According to executive producer Matt Selman, the core concept of the episode was "The Simpsons, but mental illness is real", with the crew focusing on making a story about bipolar disorder that is both comedic and "empathetic". Selman also noted the particular contrast between the more grounded tone of "Homer? A Cracker Bro?", and the more comedic, travel-focused previous episode, "Irrational Treasure". He expressed gratitude for how much the series' formula allows for such differing episodes to air right after another, yet "they're still The Simpsons".

==Release and reception==
"Homer? A Cracker Bro?" first aired on the Fox Network at 8:30 p.m. ET on February 15, 2026, running until 9:02 p.m. It aired directly after the series' 800th episode, "Irrational Treasure", being advertised as part of a one-hour season finale. Despite being the broadcast season finale, three more special episodes of the season would air in 2026 following the premiere of "Homer? A Cracker Bro?", all released exclusively on the streaming service Disney+: "Extreme Makeover: Homer Edition" in June, "Simpsley" in July, and "Yellow Mirror" in August. In the United States, the episode was watched by a total of 1.14 million viewers during its original broadcast. It garnered a share of 0.29% among adults between the ages of 18 and 49, meaning that it was seen by 0.29% of all households in that demographic. It marked a decrease in viewership from "Irrational Treasure", which drew in 1.19 million viewers, but had a lower ratings share at 0.27%.
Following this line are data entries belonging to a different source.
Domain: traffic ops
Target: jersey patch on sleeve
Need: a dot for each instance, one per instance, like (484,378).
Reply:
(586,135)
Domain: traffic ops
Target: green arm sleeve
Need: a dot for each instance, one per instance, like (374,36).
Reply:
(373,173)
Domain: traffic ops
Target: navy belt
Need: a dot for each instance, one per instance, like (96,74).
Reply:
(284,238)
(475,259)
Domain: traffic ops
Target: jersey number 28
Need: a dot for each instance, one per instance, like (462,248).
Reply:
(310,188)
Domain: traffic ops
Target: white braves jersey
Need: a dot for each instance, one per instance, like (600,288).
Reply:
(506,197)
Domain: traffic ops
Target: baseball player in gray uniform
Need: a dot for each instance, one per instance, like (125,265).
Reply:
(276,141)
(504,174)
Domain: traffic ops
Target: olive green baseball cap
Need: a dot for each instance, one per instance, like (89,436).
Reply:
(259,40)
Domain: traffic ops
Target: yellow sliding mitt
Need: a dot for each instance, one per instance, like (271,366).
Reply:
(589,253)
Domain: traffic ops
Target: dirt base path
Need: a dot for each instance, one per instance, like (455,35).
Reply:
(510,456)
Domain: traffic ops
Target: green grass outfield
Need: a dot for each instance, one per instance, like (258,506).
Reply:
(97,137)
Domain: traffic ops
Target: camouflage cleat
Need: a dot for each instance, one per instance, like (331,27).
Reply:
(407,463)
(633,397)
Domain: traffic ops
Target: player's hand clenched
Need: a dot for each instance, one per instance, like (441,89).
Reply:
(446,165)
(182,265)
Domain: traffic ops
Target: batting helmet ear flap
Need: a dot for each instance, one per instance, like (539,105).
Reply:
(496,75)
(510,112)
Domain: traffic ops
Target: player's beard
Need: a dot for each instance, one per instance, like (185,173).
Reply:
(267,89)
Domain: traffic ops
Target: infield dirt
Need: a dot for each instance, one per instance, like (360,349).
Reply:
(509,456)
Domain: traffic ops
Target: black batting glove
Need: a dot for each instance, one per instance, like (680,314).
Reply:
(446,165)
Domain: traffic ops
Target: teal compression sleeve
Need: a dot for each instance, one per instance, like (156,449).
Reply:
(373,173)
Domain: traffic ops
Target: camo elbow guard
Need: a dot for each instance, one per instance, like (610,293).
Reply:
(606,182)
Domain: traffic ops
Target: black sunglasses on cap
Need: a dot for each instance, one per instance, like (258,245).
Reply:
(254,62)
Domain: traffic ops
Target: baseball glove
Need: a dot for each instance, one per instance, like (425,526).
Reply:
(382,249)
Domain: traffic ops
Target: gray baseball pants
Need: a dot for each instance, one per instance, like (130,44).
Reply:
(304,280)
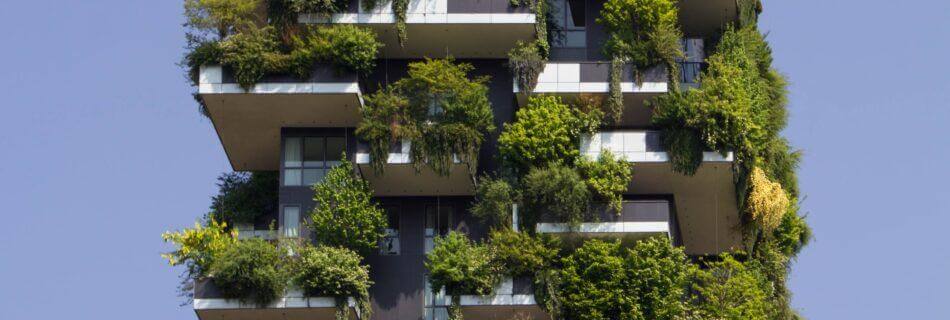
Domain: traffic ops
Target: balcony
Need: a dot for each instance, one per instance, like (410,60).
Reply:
(249,122)
(436,28)
(513,299)
(400,177)
(705,204)
(210,305)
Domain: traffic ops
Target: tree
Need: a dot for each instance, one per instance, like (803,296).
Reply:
(345,215)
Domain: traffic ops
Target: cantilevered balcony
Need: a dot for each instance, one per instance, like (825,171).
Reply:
(705,204)
(512,299)
(436,28)
(400,177)
(209,304)
(248,122)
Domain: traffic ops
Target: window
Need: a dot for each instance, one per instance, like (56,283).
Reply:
(307,159)
(291,226)
(570,18)
(389,244)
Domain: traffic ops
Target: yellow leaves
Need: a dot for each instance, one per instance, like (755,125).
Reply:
(767,201)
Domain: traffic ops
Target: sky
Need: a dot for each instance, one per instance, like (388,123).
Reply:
(102,149)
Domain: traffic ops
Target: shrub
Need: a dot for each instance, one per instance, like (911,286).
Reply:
(196,248)
(250,270)
(521,254)
(345,215)
(526,63)
(345,46)
(545,131)
(333,272)
(444,112)
(608,178)
(767,201)
(557,191)
(729,289)
(493,201)
(242,197)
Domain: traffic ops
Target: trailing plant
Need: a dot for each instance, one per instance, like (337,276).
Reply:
(545,131)
(526,63)
(521,254)
(345,214)
(608,178)
(195,248)
(333,272)
(557,191)
(400,8)
(439,108)
(250,270)
(461,266)
(493,203)
(242,196)
(767,201)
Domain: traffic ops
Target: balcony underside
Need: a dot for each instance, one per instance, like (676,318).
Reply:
(705,17)
(458,35)
(404,180)
(705,203)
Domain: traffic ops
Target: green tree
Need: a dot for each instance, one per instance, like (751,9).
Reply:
(557,191)
(545,131)
(345,215)
(250,270)
(608,178)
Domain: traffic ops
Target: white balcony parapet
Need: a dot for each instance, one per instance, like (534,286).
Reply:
(210,81)
(418,12)
(635,146)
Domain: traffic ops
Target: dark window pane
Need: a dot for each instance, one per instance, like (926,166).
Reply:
(313,149)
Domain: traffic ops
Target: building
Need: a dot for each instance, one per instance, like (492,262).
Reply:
(298,127)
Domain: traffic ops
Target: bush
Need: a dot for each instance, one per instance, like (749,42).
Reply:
(333,272)
(345,215)
(242,196)
(521,254)
(526,63)
(557,191)
(196,248)
(444,113)
(461,266)
(545,131)
(608,178)
(250,270)
(493,203)
(767,202)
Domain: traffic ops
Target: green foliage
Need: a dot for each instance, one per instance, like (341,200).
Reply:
(196,248)
(739,105)
(242,197)
(521,254)
(220,18)
(333,272)
(346,46)
(345,215)
(729,289)
(439,108)
(557,191)
(493,201)
(461,266)
(250,270)
(400,8)
(608,178)
(601,280)
(526,63)
(643,32)
(546,131)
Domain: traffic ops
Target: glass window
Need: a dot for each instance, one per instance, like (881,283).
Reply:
(307,159)
(291,221)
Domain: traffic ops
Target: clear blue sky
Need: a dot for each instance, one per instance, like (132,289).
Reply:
(102,149)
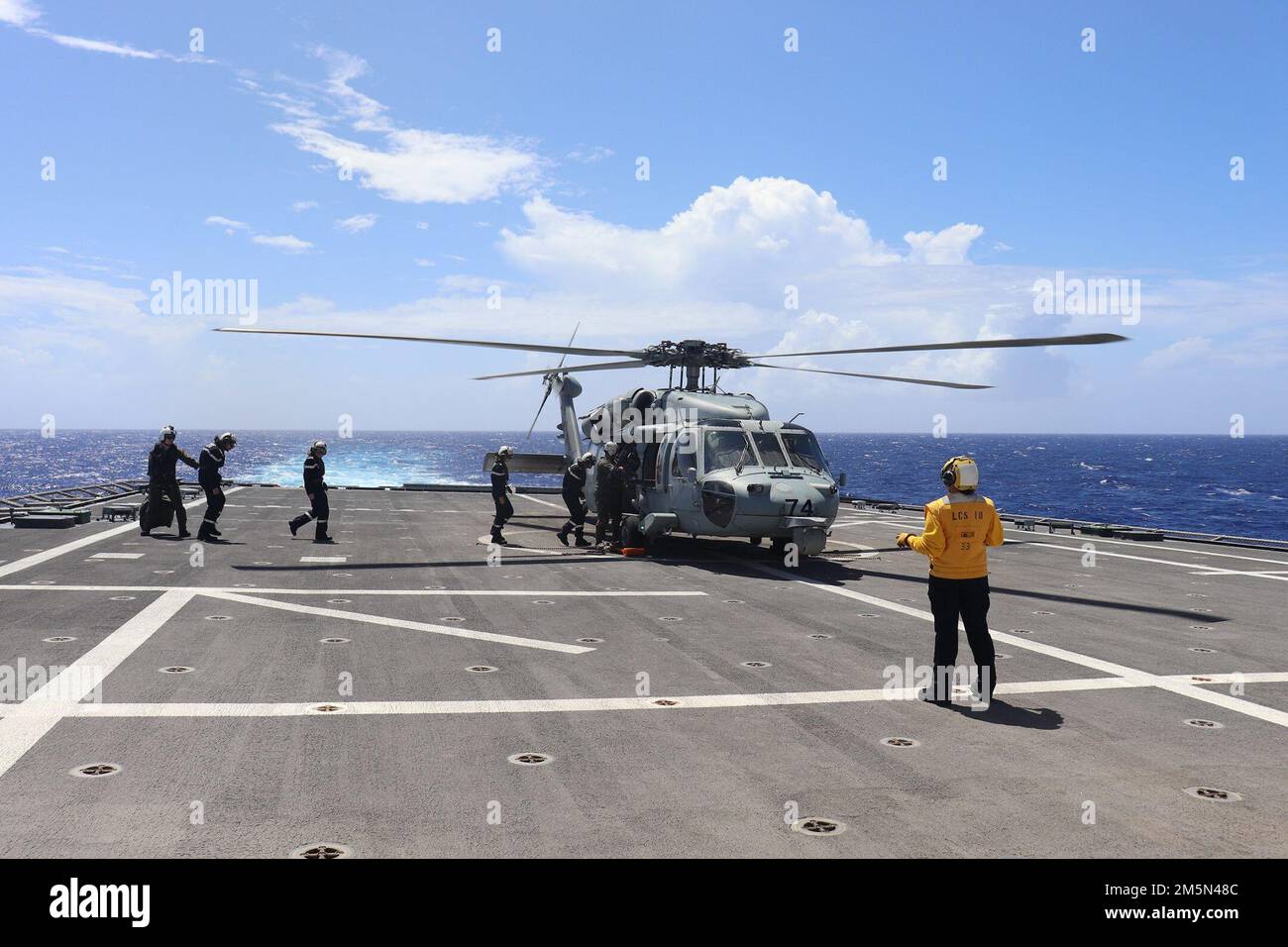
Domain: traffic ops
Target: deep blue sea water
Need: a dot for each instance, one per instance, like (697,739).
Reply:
(1183,482)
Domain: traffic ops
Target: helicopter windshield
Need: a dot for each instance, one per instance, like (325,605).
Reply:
(804,451)
(771,451)
(722,449)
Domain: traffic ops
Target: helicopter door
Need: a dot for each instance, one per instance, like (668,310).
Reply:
(684,463)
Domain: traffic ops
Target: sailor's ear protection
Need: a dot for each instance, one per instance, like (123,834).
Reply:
(948,474)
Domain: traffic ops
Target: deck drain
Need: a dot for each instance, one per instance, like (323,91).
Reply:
(818,826)
(1214,795)
(531,759)
(322,851)
(1205,724)
(94,771)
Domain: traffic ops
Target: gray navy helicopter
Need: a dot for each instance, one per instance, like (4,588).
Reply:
(711,463)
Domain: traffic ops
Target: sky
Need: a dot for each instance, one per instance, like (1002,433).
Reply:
(782,178)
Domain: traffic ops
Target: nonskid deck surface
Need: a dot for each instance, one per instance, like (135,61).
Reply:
(722,694)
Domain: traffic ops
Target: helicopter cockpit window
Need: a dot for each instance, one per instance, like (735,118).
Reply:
(771,451)
(725,449)
(804,451)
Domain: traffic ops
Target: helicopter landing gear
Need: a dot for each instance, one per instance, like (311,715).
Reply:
(632,536)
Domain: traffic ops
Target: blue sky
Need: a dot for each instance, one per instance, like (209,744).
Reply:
(516,169)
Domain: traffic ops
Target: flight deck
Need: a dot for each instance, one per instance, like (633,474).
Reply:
(410,690)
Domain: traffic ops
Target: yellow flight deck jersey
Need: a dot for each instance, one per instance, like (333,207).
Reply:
(958,530)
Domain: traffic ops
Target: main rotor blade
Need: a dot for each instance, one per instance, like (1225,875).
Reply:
(520,347)
(1093,339)
(879,377)
(566,355)
(540,408)
(595,367)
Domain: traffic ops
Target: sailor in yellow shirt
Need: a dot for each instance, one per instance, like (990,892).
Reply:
(960,527)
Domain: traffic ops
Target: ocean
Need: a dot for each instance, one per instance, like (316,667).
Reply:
(1224,484)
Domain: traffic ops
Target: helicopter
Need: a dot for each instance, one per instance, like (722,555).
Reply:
(711,463)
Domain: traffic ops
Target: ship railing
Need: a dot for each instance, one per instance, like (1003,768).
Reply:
(1087,527)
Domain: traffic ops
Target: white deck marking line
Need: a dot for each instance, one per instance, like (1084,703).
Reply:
(867,552)
(25,724)
(1125,556)
(1260,574)
(20,565)
(402,622)
(544,502)
(907,694)
(361,591)
(1180,686)
(1183,551)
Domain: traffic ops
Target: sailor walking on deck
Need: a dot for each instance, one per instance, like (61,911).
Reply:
(314,486)
(960,527)
(162,482)
(501,491)
(608,496)
(575,497)
(213,457)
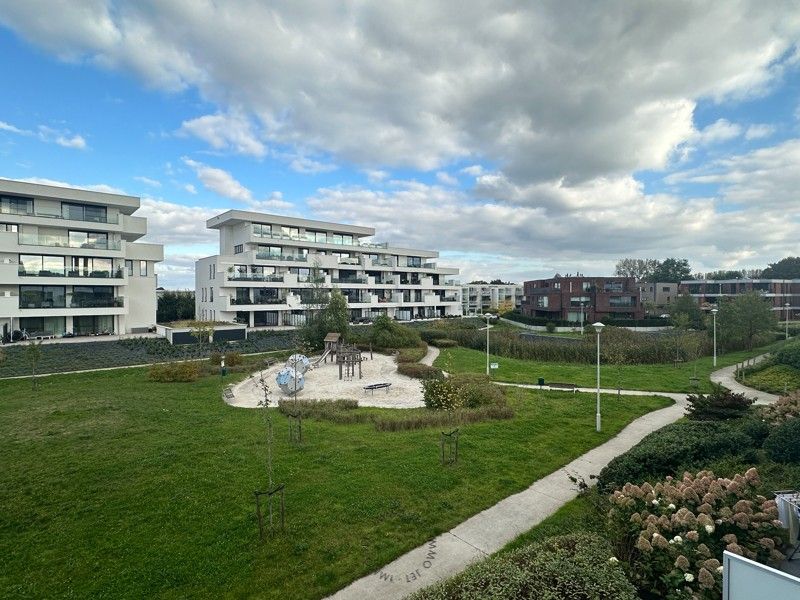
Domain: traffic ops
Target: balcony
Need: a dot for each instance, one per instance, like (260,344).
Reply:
(113,274)
(108,219)
(32,239)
Billy Fellows of Collider noted that the episode for focusing on themes heavier than the series is used to, finding this to be one of it's strong suits, alongside pushing a different angle to Homer's character. Fellows found the episode to be accurate in its portrayal of bipolar disorder, commending it for not shying away from showing his symptoms fully, and considered it a "perfect note" to end the season on. Nick Valdez of Comicbook.com placed "Homer? A Cracker Bro?" in the number one spot on his list ranking each episode of the season. He considered the episode's usage of Homer and Kirk's history together to drive the story to be one of its strongest aspects, highlighting a scene where the two reflect on their pasts. Finding it to be done with "a lot of care", Valdez also noted the episode for being able to deliver the season's "biggest laughs". Stipe's "surprise" cameo was well received by critics and audiences, according to The Independent's Inga Parkel, who wrote that fans expressed considerably "widespread delight and excitement" towards the scene.

The episode was nominated in the Outstanding Animated Program category at the 78th Primetime Creative Arts Emmy Awards. It ultimately lost to South Park for the episode "Sermon on the 'Mount".